Who gives a flying Fibonacci?
While Benford’s law might explain some unexpected patterns in nature, I still haven’t given any indication as to why this might be useful. Financial data, depending on the context, frequently checks a lot of the Benford boxes:
Numbers can span several orders of magnitude.
Geometric growth is common (e.g., year-over-year revenue growth, stock prices, etc.).
Lots of numbers appear as products of other numbers (e.g., revenue = price times quantity).
Numbers can be sampled from many different places.2
This suggests that Benford’s law might apply for adequately large datasets in finance or accounting. Suppose that you (not you, of course) were cooking the company books or sending fake returns data to potential investors. Would you be savvy enough to “Benfordize” your data? Harkening back to the first example, you probably wouldn’t be. Most likely, you would have too even a distribution in the leading digits of your fake numbers. Several people have taken this idea and run with it, most notably Professor Mark Nigrini (not to be confused with the Campari cocktail), who literally wrote the book about fraud detection with Benford’s law.

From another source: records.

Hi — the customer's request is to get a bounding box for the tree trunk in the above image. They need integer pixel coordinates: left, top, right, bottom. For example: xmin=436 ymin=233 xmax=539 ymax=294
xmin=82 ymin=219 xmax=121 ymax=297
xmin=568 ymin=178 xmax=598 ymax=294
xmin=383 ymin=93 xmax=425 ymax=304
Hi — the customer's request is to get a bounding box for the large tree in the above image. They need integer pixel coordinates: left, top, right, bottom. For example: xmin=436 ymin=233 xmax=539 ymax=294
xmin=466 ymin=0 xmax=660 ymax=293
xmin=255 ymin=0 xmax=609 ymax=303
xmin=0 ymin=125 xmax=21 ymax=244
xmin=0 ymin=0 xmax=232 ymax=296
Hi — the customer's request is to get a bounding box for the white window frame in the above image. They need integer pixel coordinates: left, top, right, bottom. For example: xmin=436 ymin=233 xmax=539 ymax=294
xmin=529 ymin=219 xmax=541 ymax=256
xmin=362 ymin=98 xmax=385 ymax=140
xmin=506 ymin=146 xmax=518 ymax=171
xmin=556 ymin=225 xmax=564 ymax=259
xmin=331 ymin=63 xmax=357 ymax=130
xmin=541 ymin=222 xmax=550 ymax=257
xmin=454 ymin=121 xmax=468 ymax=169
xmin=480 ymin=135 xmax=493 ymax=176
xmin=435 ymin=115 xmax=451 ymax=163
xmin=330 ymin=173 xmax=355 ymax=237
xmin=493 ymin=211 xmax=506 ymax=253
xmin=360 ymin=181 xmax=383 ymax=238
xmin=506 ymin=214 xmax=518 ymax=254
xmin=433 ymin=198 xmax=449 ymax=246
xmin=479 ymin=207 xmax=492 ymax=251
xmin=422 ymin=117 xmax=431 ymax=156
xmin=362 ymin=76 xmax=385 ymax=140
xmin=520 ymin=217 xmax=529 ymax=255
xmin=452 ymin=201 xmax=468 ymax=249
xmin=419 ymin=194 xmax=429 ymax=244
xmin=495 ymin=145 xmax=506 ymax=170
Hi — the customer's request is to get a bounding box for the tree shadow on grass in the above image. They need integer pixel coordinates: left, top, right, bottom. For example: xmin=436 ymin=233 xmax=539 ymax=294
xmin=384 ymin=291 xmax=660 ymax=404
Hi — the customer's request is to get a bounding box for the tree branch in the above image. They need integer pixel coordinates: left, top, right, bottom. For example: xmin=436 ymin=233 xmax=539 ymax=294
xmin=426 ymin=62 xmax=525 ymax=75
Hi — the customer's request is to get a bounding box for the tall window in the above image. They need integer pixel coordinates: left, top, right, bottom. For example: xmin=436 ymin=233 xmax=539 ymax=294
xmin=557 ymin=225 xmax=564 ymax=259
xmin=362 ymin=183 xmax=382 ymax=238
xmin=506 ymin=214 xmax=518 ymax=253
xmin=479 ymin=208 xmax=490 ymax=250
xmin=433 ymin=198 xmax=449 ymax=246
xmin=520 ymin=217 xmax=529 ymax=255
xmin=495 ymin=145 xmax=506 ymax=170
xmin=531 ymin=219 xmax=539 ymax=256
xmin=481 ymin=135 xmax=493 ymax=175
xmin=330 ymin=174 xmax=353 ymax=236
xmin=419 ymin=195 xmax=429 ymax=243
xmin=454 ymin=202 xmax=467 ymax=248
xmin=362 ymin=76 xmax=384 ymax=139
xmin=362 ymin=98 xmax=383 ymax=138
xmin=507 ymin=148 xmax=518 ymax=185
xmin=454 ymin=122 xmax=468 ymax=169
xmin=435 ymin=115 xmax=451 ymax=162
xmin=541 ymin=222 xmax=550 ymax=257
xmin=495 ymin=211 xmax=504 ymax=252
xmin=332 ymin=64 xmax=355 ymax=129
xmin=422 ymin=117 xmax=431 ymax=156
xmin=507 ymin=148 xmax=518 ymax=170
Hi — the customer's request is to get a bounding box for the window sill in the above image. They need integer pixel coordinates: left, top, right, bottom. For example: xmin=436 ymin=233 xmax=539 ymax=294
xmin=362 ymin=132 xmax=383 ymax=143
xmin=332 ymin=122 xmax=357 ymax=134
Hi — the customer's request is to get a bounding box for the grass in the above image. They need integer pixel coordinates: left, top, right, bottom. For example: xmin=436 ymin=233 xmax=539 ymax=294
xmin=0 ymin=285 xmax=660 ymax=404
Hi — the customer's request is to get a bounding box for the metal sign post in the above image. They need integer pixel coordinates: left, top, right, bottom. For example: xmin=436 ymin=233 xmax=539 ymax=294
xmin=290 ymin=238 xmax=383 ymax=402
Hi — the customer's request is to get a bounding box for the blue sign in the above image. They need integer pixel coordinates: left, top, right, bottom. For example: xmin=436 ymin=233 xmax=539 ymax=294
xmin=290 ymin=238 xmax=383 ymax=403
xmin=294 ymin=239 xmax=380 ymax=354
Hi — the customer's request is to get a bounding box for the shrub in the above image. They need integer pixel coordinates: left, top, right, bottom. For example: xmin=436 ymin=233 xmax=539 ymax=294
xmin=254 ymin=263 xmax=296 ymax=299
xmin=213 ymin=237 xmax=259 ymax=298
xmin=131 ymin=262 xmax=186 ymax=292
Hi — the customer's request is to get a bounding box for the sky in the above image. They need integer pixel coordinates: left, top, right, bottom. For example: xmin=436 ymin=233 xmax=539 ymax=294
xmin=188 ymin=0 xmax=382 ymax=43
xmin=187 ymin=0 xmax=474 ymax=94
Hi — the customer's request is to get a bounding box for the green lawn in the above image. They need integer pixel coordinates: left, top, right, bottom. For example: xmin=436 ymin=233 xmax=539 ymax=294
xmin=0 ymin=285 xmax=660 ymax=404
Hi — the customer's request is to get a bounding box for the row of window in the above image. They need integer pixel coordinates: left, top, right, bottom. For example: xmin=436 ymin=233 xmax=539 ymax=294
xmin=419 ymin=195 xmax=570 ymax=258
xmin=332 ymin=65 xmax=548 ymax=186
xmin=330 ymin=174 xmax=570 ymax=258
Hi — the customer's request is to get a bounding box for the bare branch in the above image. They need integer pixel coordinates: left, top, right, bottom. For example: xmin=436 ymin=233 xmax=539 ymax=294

Impressively, Benford’s law has even been used to make legal cases. For example, investigators used it to bring securities fraud charges against an Oregon man, which resulted in a ten-year prison sentence. By chance, I just wrote last week about the tool that people use to make Benford's law arguments stick: χ-square goodness of fit tests. If you take as your null hypothesis that Benford’s law should hold, then the χ-square value for a sample tells you about deviations from this expected distribution. This can then be converted to a p-value. Since Benford’s law is a “law of nature,” a minuscule p-value would indicate that the observed distribution of leading digits is unnatural.
While I focused on fraud, Benford’s law can also be used for non-criminal activities. For example, it can serve as a quality assurance tool for datasets in a wide variety of fields. You can also extend Benford’s law to the distribution of second digits (and beyond), which you can read about here. That’s all I have for today. I hope you enjoyed reading about Benford’s law. Please subscribe for more content like this and share with your network.
Since a_{n+1} = a_n + a_{n-1}, if a number c existed such that a_{n+1} / a_n approaches c as n gets larger, then c must satisfy c = (a_n + a_{n-1}) / a_n = 1 + a_{n - 1} / a_{n} = 1 + 1/c. Solving for c gives the golden ratio.
I didn’t talk about why this matters, but this assumption is the basis for the best and most rigorous mathematical treatment of Benford’s law.